田中博文『松代藩』を読む

 田中博文『松代藩』(現代書館)を読む。これは「シリーズ藩物語」の1冊として出版された。江戸末期の各藩の一覧が巻末に載っているが、その数270を越える。これらを藩ごとに1冊にまとめて出版する広大な計画があるらしい。江戸時代の「藩」に関する大項目主義の事典ともいえるだろう。
 松代藩は長野県北部に位置し、真田10万石として長野県最大の藩だったことは本書で初めて知った。
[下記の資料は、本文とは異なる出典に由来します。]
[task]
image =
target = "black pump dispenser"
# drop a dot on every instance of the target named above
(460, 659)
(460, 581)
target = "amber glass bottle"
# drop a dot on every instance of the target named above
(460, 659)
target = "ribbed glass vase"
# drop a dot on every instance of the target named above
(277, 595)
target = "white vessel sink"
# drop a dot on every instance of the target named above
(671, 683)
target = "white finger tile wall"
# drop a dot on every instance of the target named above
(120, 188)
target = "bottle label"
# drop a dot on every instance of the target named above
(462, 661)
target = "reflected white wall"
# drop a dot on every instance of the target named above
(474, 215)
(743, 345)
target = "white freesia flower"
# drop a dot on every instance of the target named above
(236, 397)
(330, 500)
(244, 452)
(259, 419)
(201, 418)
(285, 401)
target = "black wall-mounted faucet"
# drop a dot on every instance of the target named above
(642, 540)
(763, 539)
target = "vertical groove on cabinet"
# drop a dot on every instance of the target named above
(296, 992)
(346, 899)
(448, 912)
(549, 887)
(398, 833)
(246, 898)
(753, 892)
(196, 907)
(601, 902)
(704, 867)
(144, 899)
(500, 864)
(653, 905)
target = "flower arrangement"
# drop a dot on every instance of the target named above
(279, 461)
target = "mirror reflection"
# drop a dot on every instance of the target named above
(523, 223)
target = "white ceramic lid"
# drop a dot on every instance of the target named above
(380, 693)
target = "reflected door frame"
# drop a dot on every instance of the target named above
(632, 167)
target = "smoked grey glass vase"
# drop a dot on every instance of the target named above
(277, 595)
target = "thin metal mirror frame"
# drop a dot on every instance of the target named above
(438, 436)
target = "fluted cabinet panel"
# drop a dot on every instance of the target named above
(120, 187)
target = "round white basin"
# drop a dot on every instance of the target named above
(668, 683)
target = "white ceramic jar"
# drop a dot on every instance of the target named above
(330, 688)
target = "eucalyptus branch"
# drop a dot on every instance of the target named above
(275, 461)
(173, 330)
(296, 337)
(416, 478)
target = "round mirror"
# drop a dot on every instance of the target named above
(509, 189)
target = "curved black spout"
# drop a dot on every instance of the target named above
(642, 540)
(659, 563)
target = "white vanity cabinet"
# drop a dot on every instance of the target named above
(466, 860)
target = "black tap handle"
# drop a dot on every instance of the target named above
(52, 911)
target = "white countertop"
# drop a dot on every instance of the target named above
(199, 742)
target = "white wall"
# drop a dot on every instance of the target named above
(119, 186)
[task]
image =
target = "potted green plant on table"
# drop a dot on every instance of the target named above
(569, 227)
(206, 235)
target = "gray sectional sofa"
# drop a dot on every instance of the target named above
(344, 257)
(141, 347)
松代藩の前史として上杉謙信武田信玄川中島の戦いがこの地であった。その戦いの詳細を語るところから本書が始まる。
 真田といえば大阪冬の陣で徳川方と戦った真田幸村(信繁)を思い出すが、松代藩の真田は、父昌幸、弟信繁と分かれて徳川方についた真田信幸(信之)に始まる。本書ではどこも同じの江戸時代の藩財政の窮乏とそれに対する改革が綴られる。伝説的な恩田木工が真田とは知らなかった。
 幕末の重要な学者佐久間象山が松代出身とはこれまた知らなかったが、長野県出身と言うことは、県歌『信濃の国』でよく知っていた。それはこんな風に歌っている。

 旭将軍義仲も 仁科の五郎信盛も
 春台太宰先生も 象山佐久間先生も
 皆この国の人にして 文武のほまれたぐいなく
 山とそびえて世に仰ぎ 川と流れて名はつきず

 長野県全県の小中学生が学校で歌わされるから。この佐久間象山吉田松陰の先生だったのだ。松陰は死罪となったが、象山は蟄居ののち許されて上洛する。しかし象山はその公武合体論を嫌った尊王攘夷派によって暗殺される。下手人は幕末3大人斬りと呼ばれた肥後の河上彦斎だった。
 本書はさらに、松代藩の文化と人々の暮らし、松代藩明治維新という章を立てて、松代藩の最後まで見届けていく。
 明治の女優松井須磨子が松代出身だったことも教えられた。太平洋戦争末期の大本営の建設も松代だった。コラム「幻に終わった松代大本営」で紹介されている。
 著者田中博文は私の古くからの友人で、付き合いの長さからだけ言えば、もう45年を越えている。10代のころは不器用な詩を書いていたが、こんな良い仕事をするようになったのか。